‘No Longer a Place’ for AIDS Case Reporting in ‘Resource-Rich’ Countries, Lancet Opinion Piece Says
AIDS case reporting could be "placing an unnecessary burden on clinicians and stretching the scarce resources of health departments for little purpose," John Kaldor -- professor at the National Center in HIV Epidemiology and Clinical Research at the University of New South Wales -- and colleagues write in a Lancet opinion piece.
According to the authors, "development of AIDS is now a rather infrequent and generally reversible event" for HIV-positive people who "receive effective treatment." The authors add that in developing countries AIDS case reports "have long been regarded as so under-reported that they do not have any value" and that in many countries, policymakers no longer "make use of AIDS case counts" but "focus on new HIV diagnoses as their basic surveillance indicator." In addition, the "definition of AIDS is not even internationally consistent," the authors write.
AIDS case reporting "still exists as a formal surveillance mechanism separate from whatever systems may now be used for HIV case reporting, almost everywhere in the world," despite expansions in HIV treatment and funding, the authors say. They add that in wealthy countries, where most HIV-positive people have access to treatment, there is "little reason to maintain the separate and systematic recording of all AIDS events, many of which happen after years of treatment." The authors suggest that wealthy countries instead "focus on their HIV case reporting systems," adding that AIDS case reporting in wealthy countries is "now of interest only if it arises in people who have never been previously diagnosed" with HIV.

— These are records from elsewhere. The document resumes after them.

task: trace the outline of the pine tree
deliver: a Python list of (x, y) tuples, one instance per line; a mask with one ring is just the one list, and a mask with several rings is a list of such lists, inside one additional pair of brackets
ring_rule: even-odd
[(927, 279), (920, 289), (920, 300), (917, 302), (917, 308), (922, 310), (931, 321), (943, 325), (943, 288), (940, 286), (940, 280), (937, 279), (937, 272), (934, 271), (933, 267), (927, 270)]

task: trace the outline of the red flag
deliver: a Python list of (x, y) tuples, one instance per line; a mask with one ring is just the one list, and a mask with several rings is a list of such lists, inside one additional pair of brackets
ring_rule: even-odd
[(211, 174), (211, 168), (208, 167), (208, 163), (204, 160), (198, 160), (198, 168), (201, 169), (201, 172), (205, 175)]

In developing countries "further discussion about the role of AIDS case reporting systems might be needed," the authors say, adding that some resource-poor countries still do not have systems for routine HIV case reporting. They add that developing countries that "make extensive use of HIV prevalence surveys may be cautious about abandoning AIDS case reporting in the absence of systematic procedures for HIV case reporting" but that such a shift could be "part of the ongoing, widespread discussion about the future direction" of national reporting systems. They conclude, "The world does not want to give the impression, even inadvertently, that it no longer cares about AIDS cases; rather, the change [to no longer report AIDS cases] should indicate the well-being of [HIV-positive people] is of paramount importance" (Kaldor et al., Lancet, 1/10).